P3 : la perception du risque à l’international est déterminée par la nature de l’environnement, les spécificités de la PME et par les caractéristiques du dirigeant.

Puis, en fonction du risque à l’international perçu, le dirigeant va choisir un mode d’entrée plus ou moins impliquant ou engageant pour la PME. Par impliquant, nous entendons un mode d’entrée plus ou moins capitalistique (engagement de ressources financières et humaines importantes) et un niveau de contrôle de l’activité à l’étranger plus ou moins fort.
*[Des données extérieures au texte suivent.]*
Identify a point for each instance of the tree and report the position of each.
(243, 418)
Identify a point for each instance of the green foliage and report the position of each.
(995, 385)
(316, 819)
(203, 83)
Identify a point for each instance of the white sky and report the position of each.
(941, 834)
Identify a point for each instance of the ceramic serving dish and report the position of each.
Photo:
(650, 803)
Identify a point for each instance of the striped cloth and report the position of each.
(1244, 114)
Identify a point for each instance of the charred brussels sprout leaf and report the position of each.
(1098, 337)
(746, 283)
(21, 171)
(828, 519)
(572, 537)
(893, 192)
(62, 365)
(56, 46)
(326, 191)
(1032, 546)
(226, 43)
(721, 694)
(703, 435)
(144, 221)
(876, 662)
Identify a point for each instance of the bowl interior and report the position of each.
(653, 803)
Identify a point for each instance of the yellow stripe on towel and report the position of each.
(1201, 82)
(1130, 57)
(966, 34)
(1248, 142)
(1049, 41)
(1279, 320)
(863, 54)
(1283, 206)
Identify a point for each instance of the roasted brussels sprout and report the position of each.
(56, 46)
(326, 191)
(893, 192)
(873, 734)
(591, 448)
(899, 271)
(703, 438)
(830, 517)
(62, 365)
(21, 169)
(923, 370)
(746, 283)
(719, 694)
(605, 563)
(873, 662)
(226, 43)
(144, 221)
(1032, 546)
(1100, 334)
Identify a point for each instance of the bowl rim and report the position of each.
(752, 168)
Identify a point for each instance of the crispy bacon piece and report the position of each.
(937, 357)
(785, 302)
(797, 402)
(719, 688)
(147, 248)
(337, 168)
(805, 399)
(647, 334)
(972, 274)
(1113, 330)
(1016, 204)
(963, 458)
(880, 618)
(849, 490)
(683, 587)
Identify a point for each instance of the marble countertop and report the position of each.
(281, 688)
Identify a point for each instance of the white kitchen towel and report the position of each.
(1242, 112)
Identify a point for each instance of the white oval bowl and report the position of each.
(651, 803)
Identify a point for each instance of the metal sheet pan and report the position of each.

3. Le choix du mode d’entrée dans les marchés étrangers par la PME

Nous allons voir dans un premier temps (3.1.) les relations qui existent entre mode d’entrée, niveau de contrôle et niveau d’engagement, puis quelles sont les conditions du choix du mode d’entrée par la PME sur les marchés étrangers (3.2.) et nous nous interrogerons sur les facteurs importants à retenir pour optimiser le choix d’un mode d’entrée (3.3.).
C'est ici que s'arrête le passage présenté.